Yes - not the clearest explanation... :D

I need to draw a sketch, really, but in brief:

  • taking a cross section of the body, the body top is going to be a 20" radius - the same as the fretboard.  So, effectively the body just becomes a very, very wide fretboard!  
  • The downside of this is that it would be like plucking or picking at, say, the 20th fret.  That is, you would be plucking 2mm off the bass top - which is a bit close
  • so, I will be also adding a curve along the length of the body, so that the body at the bridge is more like 7mm away from the strings than 2mm.  The fretted part of the fretboard must, of course, remain straight, so this curve can't start until after the last set-in fret.

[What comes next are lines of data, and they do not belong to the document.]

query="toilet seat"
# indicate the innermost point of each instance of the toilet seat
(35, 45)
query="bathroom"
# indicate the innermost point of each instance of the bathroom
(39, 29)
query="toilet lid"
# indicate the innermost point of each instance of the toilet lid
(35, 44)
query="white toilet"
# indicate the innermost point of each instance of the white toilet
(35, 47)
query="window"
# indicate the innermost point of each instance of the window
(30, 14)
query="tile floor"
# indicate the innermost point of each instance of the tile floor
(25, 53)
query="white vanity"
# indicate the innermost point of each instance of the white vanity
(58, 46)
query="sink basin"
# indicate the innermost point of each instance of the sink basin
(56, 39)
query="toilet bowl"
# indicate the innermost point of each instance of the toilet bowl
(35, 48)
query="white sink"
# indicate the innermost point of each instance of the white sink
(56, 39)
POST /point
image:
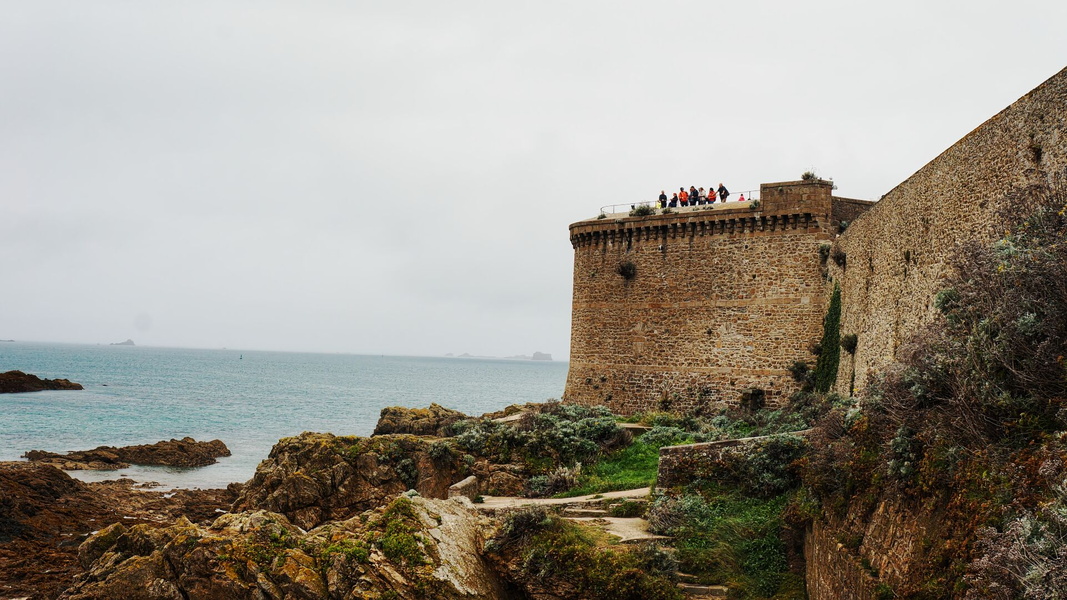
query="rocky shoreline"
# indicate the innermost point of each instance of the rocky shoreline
(186, 452)
(324, 517)
(45, 515)
(16, 382)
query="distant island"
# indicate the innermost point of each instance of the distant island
(536, 357)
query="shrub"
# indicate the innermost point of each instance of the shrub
(552, 436)
(441, 451)
(548, 550)
(824, 253)
(664, 436)
(849, 342)
(826, 367)
(802, 375)
(752, 398)
(627, 509)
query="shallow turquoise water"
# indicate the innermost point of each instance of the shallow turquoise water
(249, 399)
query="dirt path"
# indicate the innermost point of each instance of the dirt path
(498, 502)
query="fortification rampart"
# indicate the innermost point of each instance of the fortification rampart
(896, 254)
(686, 310)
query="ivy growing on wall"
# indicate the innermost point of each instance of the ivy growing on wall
(829, 358)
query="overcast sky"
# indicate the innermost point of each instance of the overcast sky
(398, 177)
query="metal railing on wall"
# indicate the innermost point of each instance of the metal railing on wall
(732, 202)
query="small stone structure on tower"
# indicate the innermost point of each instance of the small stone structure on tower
(687, 311)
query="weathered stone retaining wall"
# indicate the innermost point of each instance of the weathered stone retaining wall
(679, 463)
(833, 572)
(716, 301)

When I get on the desktop again, I'll pop a quick sketch to illustrate what I mean ;)

the part I guess I am still not sure about is the bottom of the fretboard between where the neck angle starts and the bridge- its almost like (in my mind) the bottom of the fretboard would be flat until that neck angle- and then it would (if it was to be snug to the body and not overhang the body) have to angle forming a triangle from the neck angle to the bridge (I think?)- very interesting. you have my interest peaked big time on this. 

As far as your body radius- have you sorted out how you will do that? I had to do a 25" radius in a Turner Model One copy I did a few years ago- here is a pic- I laid out mdf board- held a 25" piece of string down at a center point off the board- took a pen and swiped the radius across the boards. made a "ghetto style extremely large" fretboard radius jig and went to town.  that was a ton of fun. and clean up was easy with a little sanding and it came out great. 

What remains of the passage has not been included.